Oguoma Victor M, Nwose Ezekiel U, Ulasi Ifeoma I, Akintunde Adeseye A, Chukwukelu Ekene E, Araoye Matthew A, Edo Andrew E, Ijoma Chinwuba K, Onyia Innocent C, Ogbu Innocent I, Onyeanusi Joel C, Digban Kester A, Onodugo Obinna D, Adediran Olufemi, Opadijo Oladimeji G, Bwititi Phillip T, Richards Ross S, Skinner Timothy C
School of Psychological and Clinical Sciences, Charles Darwin University, Northern Territory, Australia.
School of Community Health, Charles Sturt University, New South Wales, Australia; Department of Public and Community Health, Novena University Ogume, Delta State, Nigeria.
Diabetes Metab Syndr. 2016 Jul-Sep;10(3):121-7. doi: 10.1016/j.dsx.2016.01.001. Epub 2016 Feb 12.
In sub-Saharan Africa, there is no precise use of metabolic syndrome (MetS) definitions and risk factors screening indices in many clinical and public health services. Methods proposed and used in Western populations are adopted without validation within the local settings. The aim of the study is to assess obesity indices and cut-off values that maximise screening of MetS and risk factors in the Nigerian population.

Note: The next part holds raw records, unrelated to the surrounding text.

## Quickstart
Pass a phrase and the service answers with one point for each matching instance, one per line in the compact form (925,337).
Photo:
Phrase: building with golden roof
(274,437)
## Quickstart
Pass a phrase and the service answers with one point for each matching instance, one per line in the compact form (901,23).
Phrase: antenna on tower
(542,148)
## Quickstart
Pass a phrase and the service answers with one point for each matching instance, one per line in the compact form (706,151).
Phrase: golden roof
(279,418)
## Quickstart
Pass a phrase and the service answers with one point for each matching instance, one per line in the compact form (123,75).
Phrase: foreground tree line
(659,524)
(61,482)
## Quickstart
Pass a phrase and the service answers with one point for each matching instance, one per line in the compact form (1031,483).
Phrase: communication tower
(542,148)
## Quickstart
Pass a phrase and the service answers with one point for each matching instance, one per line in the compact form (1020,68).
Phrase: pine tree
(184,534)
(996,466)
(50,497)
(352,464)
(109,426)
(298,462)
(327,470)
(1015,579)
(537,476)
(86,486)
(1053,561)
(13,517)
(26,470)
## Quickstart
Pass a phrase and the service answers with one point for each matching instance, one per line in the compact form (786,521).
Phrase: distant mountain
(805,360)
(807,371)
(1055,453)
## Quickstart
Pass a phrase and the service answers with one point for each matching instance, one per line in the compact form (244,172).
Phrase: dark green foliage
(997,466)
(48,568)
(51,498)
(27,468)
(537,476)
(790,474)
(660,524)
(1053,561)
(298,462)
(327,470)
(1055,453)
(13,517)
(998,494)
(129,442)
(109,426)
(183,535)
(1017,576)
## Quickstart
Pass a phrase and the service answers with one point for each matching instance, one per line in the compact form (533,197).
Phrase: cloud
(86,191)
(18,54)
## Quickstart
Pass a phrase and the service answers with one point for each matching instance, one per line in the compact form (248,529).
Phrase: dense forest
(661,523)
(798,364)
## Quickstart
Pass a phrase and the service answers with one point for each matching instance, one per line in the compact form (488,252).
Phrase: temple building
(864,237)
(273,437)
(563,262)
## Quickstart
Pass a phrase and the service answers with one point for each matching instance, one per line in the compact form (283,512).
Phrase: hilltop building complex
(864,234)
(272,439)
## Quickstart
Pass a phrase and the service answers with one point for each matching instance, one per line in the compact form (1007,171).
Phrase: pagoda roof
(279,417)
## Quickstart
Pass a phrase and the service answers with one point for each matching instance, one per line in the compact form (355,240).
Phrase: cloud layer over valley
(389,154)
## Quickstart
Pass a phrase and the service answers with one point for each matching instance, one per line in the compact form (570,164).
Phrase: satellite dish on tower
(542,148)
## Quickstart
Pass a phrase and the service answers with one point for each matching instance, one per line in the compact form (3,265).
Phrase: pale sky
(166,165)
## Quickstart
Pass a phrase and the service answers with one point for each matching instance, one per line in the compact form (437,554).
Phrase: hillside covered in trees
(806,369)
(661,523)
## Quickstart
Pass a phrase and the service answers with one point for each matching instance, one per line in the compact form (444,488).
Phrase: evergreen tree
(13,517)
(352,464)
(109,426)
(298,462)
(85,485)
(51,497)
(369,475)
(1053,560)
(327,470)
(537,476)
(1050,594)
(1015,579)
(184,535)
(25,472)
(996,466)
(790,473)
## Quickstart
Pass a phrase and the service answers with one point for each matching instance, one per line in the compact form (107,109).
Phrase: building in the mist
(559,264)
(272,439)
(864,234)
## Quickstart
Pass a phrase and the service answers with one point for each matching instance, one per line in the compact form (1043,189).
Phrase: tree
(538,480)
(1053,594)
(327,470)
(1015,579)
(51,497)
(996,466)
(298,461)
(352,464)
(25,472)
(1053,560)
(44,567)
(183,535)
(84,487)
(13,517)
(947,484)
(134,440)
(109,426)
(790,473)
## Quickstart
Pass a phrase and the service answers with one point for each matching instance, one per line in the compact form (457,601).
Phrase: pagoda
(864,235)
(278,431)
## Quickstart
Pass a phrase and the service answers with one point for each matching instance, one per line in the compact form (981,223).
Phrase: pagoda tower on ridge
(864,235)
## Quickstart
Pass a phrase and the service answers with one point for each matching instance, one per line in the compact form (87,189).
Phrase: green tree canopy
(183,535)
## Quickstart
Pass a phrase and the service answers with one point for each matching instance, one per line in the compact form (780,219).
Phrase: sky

A consolidated analysis of 2809 samples from four population-based cross-sectional study of apparently healthy persons≥18 years was carried out. Optimal waist circumference (WC) and waist-to-height ratio (WHtR) cut points for diagnosing MetS and risk factors were determined using Optimal Data Analysis (ODA) model. The stability of the predictions of the models was also assessed.
Overall mean values of BMI, WC and WHtR were 24.8±6.0kgm(-2), 84.0±11.3cm and 0.52±0.1 respectively. Optimal WC cut-off for discriminating MetS and diabetes was 83cm in females and 85cm in males, and 82cm in females and 89cm in males, respectively. WC was stable in discriminating diabetes than did WHtR and BMI, while WHtR showed better stability in predicting MetS than WC and BMI.
The study shows that the optimal WC that maximises classification accuracy of MetS differs from that currently used for sub-Saharan ethnicity. The proposed global WHtR of 0.50 may misclassify MetS, diabetes and hypertension. Finally, the WC is a better predictor of diabetes, while WHtR is a better predictor of MetS in this sample population.
在撒哈拉以南非洲地区,许多临床和公共卫生服务中对代谢综合征(MetS)定义和危险因素筛查指标的使用并不精确。西方人群中提出并使用的方法未经当地环境验证就被采用。本研究的目的是评估肥胖指标和临界值,以最大限度地筛查尼日利亚人群中的代谢综合征及其危险因素。
对来自四项针对≥18岁明显健康人群的基于人群的横断面研究的2809个样本进行综合分析。使用最优数据分析(ODA)模型确定诊断代谢综合征及其危险因素的最佳腰围(WC)和腰高比(WHtR)切点。还评估了模型预测的稳定性。
BMI、WC和WHtR的总体平均值分别为24.8±6.0kg/m²、84.0±11.3cm和0.52±0.1。区分代谢综合征和糖尿病的最佳WC切点女性为83cm,男性为85cm;区分糖尿病的最佳WC切点女性为82cm,男性为89cm。WC在区分糖尿病方面比WHtR和BMI更稳定,而WHtR在预测代谢综合征方面比WC和BMI表现出更好的稳定性。
研究表明,使代谢综合征分类准确性最大化的最佳WC与目前撒哈拉以南种族使用的不同。提议的全球WHtR为0.50可能会对代谢综合征、糖尿病和高血压进行错误分类。最后,在该样本人群中,WC是糖尿病的更好预测指标,而WHtR是代谢综合征的更好预测指标。